Sec. 725.3  Authority.

    Section 502(e)(4) of the Surface Mining Control and Reclamation Act 
of 1977 (30 U.S.C. 1201) authorizes the Secretary to reimburse States 
for costs of enforcing the performance standards of the initial 
regulatory program.



Sec. 725.4  Responsibility.

    (a) The Director shall administer the grant program for 
reimbursement to States for costs of enforcing performance standards 
during the initial regulatory program.
    (b) The Director or his authorized designee shall receive, review 
and approve grant applications under this part.

[42 FR 62704, Dec. 13, 1977, as amended at 47 FR 38490, Aug. 31, 1982]



Sec. 725.5  Definitions.

    As used in this part, the following terms have the specified 
meanings:
    Agency means the State agency designated by the Governor to receive 
and administer grants under this part.
    Base program means the State program to regulate surface coal mining 
prior to August 3, 1977.



Sec. 725.10  Information collection.

    The information collection requirements contained in 30 CFR 725.15, 
725.23(a) and 725.24 have fewer than 10 respondents per year, they are 
exempt from the requirements of the Paperwork Reduction Act (44 U.S.C. 
3501 et seq.) and do not require clearance by OMB.
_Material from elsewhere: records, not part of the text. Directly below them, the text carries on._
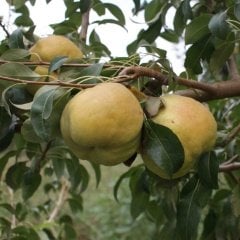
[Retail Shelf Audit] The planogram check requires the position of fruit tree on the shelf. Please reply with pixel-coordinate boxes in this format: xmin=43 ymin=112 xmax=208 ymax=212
xmin=0 ymin=0 xmax=240 ymax=240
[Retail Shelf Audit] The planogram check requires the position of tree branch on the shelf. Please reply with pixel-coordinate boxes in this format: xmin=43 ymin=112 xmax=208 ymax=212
xmin=228 ymin=55 xmax=240 ymax=80
xmin=116 ymin=66 xmax=240 ymax=101
xmin=0 ymin=17 xmax=10 ymax=38
xmin=47 ymin=179 xmax=69 ymax=222
xmin=0 ymin=75 xmax=96 ymax=89
xmin=219 ymin=162 xmax=240 ymax=172
xmin=219 ymin=123 xmax=240 ymax=147
xmin=80 ymin=8 xmax=90 ymax=42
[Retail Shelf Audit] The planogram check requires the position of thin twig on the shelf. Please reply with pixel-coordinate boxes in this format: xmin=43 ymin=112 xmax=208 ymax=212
xmin=219 ymin=123 xmax=240 ymax=147
xmin=80 ymin=8 xmax=90 ymax=42
xmin=228 ymin=55 xmax=240 ymax=80
xmin=219 ymin=162 xmax=240 ymax=172
xmin=0 ymin=60 xmax=125 ymax=70
xmin=0 ymin=75 xmax=96 ymax=89
xmin=0 ymin=20 xmax=10 ymax=38
xmin=47 ymin=179 xmax=69 ymax=222
xmin=7 ymin=187 xmax=17 ymax=229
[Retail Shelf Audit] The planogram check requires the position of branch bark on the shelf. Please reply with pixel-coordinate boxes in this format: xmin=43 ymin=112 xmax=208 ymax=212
xmin=80 ymin=8 xmax=90 ymax=42
xmin=48 ymin=179 xmax=69 ymax=222
xmin=228 ymin=55 xmax=240 ymax=81
xmin=116 ymin=66 xmax=240 ymax=101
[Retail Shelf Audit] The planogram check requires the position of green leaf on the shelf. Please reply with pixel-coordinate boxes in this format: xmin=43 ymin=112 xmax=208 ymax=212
xmin=12 ymin=226 xmax=40 ymax=240
xmin=184 ymin=35 xmax=214 ymax=74
xmin=180 ymin=175 xmax=212 ymax=208
xmin=234 ymin=1 xmax=240 ymax=21
xmin=30 ymin=87 xmax=69 ymax=142
xmin=142 ymin=120 xmax=184 ymax=176
xmin=185 ymin=14 xmax=211 ymax=44
xmin=52 ymin=157 xmax=65 ymax=179
xmin=103 ymin=3 xmax=125 ymax=26
xmin=67 ymin=196 xmax=83 ymax=214
xmin=231 ymin=185 xmax=240 ymax=217
xmin=5 ymin=162 xmax=29 ymax=190
xmin=0 ymin=62 xmax=39 ymax=80
xmin=197 ymin=152 xmax=219 ymax=189
xmin=21 ymin=170 xmax=42 ymax=201
xmin=90 ymin=162 xmax=101 ymax=187
xmin=48 ymin=56 xmax=68 ymax=73
xmin=182 ymin=0 xmax=193 ymax=21
xmin=208 ymin=11 xmax=230 ymax=40
xmin=201 ymin=209 xmax=218 ymax=239
xmin=9 ymin=29 xmax=25 ymax=49
xmin=129 ymin=168 xmax=150 ymax=219
xmin=31 ymin=88 xmax=56 ymax=141
xmin=177 ymin=198 xmax=200 ymax=240
xmin=0 ymin=203 xmax=15 ymax=214
xmin=146 ymin=200 xmax=164 ymax=224
xmin=21 ymin=118 xmax=42 ymax=143
xmin=160 ymin=29 xmax=179 ymax=43
xmin=173 ymin=3 xmax=186 ymax=36
xmin=210 ymin=34 xmax=235 ymax=72
xmin=113 ymin=166 xmax=139 ymax=202
xmin=66 ymin=157 xmax=90 ymax=192
xmin=78 ymin=0 xmax=91 ymax=13
xmin=0 ymin=151 xmax=16 ymax=178
xmin=144 ymin=0 xmax=163 ymax=23
xmin=138 ymin=17 xmax=162 ymax=43
xmin=0 ymin=106 xmax=16 ymax=152
xmin=78 ymin=63 xmax=104 ymax=83
xmin=92 ymin=19 xmax=125 ymax=29
xmin=1 ymin=48 xmax=29 ymax=61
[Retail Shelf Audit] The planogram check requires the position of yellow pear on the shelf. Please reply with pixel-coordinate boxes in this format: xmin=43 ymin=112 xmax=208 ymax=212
xmin=60 ymin=83 xmax=143 ymax=165
xmin=29 ymin=35 xmax=83 ymax=62
xmin=142 ymin=94 xmax=217 ymax=179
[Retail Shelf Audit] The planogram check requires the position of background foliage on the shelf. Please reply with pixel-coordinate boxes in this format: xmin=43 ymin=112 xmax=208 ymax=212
xmin=0 ymin=0 xmax=240 ymax=240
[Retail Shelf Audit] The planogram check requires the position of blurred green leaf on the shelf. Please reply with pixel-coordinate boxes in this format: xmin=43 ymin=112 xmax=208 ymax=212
xmin=184 ymin=33 xmax=214 ymax=74
xmin=12 ymin=226 xmax=41 ymax=240
xmin=103 ymin=3 xmax=125 ymax=26
xmin=51 ymin=157 xmax=65 ymax=179
xmin=1 ymin=48 xmax=29 ymax=61
xmin=0 ymin=106 xmax=16 ymax=152
xmin=144 ymin=0 xmax=163 ymax=23
xmin=182 ymin=0 xmax=193 ymax=21
xmin=210 ymin=36 xmax=235 ymax=72
xmin=231 ymin=185 xmax=240 ymax=217
xmin=234 ymin=0 xmax=240 ymax=21
xmin=113 ymin=166 xmax=142 ymax=202
xmin=176 ymin=198 xmax=200 ymax=240
xmin=0 ymin=151 xmax=16 ymax=179
xmin=91 ymin=162 xmax=102 ymax=187
xmin=48 ymin=56 xmax=68 ymax=73
xmin=185 ymin=14 xmax=211 ymax=44
xmin=180 ymin=176 xmax=212 ymax=208
xmin=67 ymin=196 xmax=83 ymax=214
xmin=197 ymin=152 xmax=219 ymax=189
xmin=30 ymin=87 xmax=69 ymax=141
xmin=21 ymin=118 xmax=42 ymax=143
xmin=173 ymin=3 xmax=186 ymax=36
xmin=0 ymin=203 xmax=15 ymax=214
xmin=208 ymin=11 xmax=230 ymax=40
xmin=142 ymin=120 xmax=184 ymax=176
xmin=201 ymin=209 xmax=218 ymax=239
xmin=0 ymin=62 xmax=39 ymax=80
xmin=129 ymin=168 xmax=150 ymax=219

[47 FR 38490, Aug. 31, 1982]



Sec. 725.11  Eligibility.

    (a) Assumption of responsibility. To be eligible for a grant for 
reimbursements for the cost of enforcing performance standards during 
the initial regulatory program the State shall assume responsibility for 
enforcement of the initial regulatory program including the specific 
responsibilities identified under Sec. 710.4(b) and part 720 of this 
chapter.
    (b) Designation of State agency. In order to receive a grant for 
reimbursements for costs of enforcing performance standards during the 
initial regulatory program, the Governor of a

[[Page 122]]

State shall designate in writing one agency to submit grant 
applications, receive and administer grants under this part.
    (c) Periods covered by reimbursement grants. An agency may apply for 
a reimbursement grant for any period during the initial regulatory 
program and for a reasonable start-up period beginning no later than 
August 3, 1977.



Sec. 725.12  Coverage of grants.

    An agency may use grant money under this part to cover costs in 
excess of the base program for administering and enforcing the initial 
regulatory program. The Director or his authorized designee shall 
determine the base program from the State fiscal year budget in effect 
on August 3, 1977. Costs of the following items are eligible for 
reimbursement--
    (a) Incorporation of the initial performance standards of this 
chapter in new permits issued by the State.
    (b) Modification of existing permits to include the initial 
performance standards of this chapter.
    (c) Additional inspections required to enforce the initial 
performance standards of this chapter.
    (d) Inspections which are more detailed than inspections before the 
initial regulatory program.
    (e) Responses to complaints related to the initial performance 
standards of this chapter.
    (f) Enforcement actions required to secure compliance with the 
initial performance standards of this chapter.
    (g) Additional administrative activities and supporting costs 
related to hiring additional inspectors and other personnel, revising 
permits, conducting inspections, preparing, copying and submitting 
reports required by part 720, and submitting applications for 
reimbursement grants under this part.
    (h) Additional equipment required for inspection or support of 
inspections, as follows:
    (1) An agency may charge any required item of equipment to the grant 
on a use bases in accordance with the principles set forth in Federal 
Management Circular 74-4, ``Cost principles applicable to grants and 
contracts with State and local governments'' (34 CFR part 255).
    (2) An agency may purchase equipment, with grant funds where cost 
recovery through use charges is prohibited, made impractical or more 
costly than purchase by existing State laws or procedures.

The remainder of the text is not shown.